Lichtval, wind, groen en duurzaamheid als belangrijke natuurlijke factoren: “Hoe maken we gebouwen die zo min mogelijk energie vragen in ontwerp, aanbouw en als ze straks klaar zijn?”
In de zo duurzaam mogelijk geproduceerde overkappingen valt licht door de openingen in het hout. Naar het idee van het bladerdak van een boom. Overdag projecteren de zonnestralen door de openingen een schaduwbeeld van bladeren. In lichtpatronen die wisselen gedurende de dag. ’s Avonds zorgt een kunstmatige lichtbron in de overkapping voor eenzelfde effect. In het donker zie je dan bewegende lichtprojecties. Zoals de wind door bladeren raast, is het idee. Van Kampen: “Samen met RNDR geven we het licht in de ombrière de vorm. We combineren veiligheid met schoonheid. Uit de enquête bleek namelijk dat mensen in deze omgeving behoefte hebben aan een prettig en veilig gevoel. Tegelijkertijd vragen mensen om beschutting tegen de wind. Daar hebben we in het ontwerp vervolgens een oplossing voor bedacht.”
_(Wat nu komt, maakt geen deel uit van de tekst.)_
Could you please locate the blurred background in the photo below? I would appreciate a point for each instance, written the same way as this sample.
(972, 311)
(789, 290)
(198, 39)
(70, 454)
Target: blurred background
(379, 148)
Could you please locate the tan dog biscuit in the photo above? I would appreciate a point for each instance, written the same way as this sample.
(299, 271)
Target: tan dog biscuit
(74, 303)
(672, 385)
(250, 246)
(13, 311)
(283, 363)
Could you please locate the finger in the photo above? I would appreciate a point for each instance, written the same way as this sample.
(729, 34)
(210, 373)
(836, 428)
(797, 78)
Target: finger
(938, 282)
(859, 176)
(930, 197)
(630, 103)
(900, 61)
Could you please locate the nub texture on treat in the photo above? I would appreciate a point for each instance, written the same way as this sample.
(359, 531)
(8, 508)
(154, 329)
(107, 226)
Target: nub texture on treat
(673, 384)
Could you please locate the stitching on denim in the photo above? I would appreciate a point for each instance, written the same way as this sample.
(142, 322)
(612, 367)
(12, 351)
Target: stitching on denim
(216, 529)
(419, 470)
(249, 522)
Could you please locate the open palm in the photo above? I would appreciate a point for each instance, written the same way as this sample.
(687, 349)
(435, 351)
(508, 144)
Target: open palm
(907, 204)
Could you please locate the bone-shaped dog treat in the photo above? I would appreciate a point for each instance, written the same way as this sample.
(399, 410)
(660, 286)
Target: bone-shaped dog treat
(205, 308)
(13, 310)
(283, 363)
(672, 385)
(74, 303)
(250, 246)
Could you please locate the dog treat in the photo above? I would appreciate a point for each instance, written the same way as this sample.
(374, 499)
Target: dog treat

Naast vorm en functionaliteit werd duurzaamheid bijna als vanzelfsprekend een thema waar hoge eisen aan zijn gesteld. Wat deze termen betekenen binnen het ontwerp legt Van Kampen uit: “Groen, omdat het maakproces zo duurzaam mogelijk is. We stellen onszelf de vraag: hoe maken we gebouwen die zo min mogelijk energie vragen in ontwerp, aanbouw en als ze straks klaar zijn? We kijken naar de materialen die in het hele proces zo min mogelijk CO2 uitstoot opleveren. Dan kom je al snel uit bij hout. We hebben hout uit duurzame bossen gebruikt. Die bomen hebben eerst zo’n 50 jaar C02 omgezet in zuurstof. Na die periode kun je ze prima oogsten waarna nieuw bos wordt aangeplant. Hout is verder een relatief licht materiaal waardoor de uitstoot van het transport lager is. Je hebt vervolgens minder funderingskosten en als je het bouwwerk goed onderhoudt, gaat het heel lang mee.”
Van Leeuwen: “De vormen zijn geïnspireerd door de vormen van een grote boom, neem alleen al die manier van de lichtinval. Maar zo komt ook de groene, boomrijke omgeving van Hilversum terug. Niet te stedelijk, niet te dorps. Als je vanuit de omliggende gebieden met de trein naar Hilversum reist, zie je de groene randen. Als je in de toekomst vanuit het stationsgebouw de Mediastad in het groen in loopt, dan moet je natuurlijk het idee van groen ook wel écht kunnen ervaren.”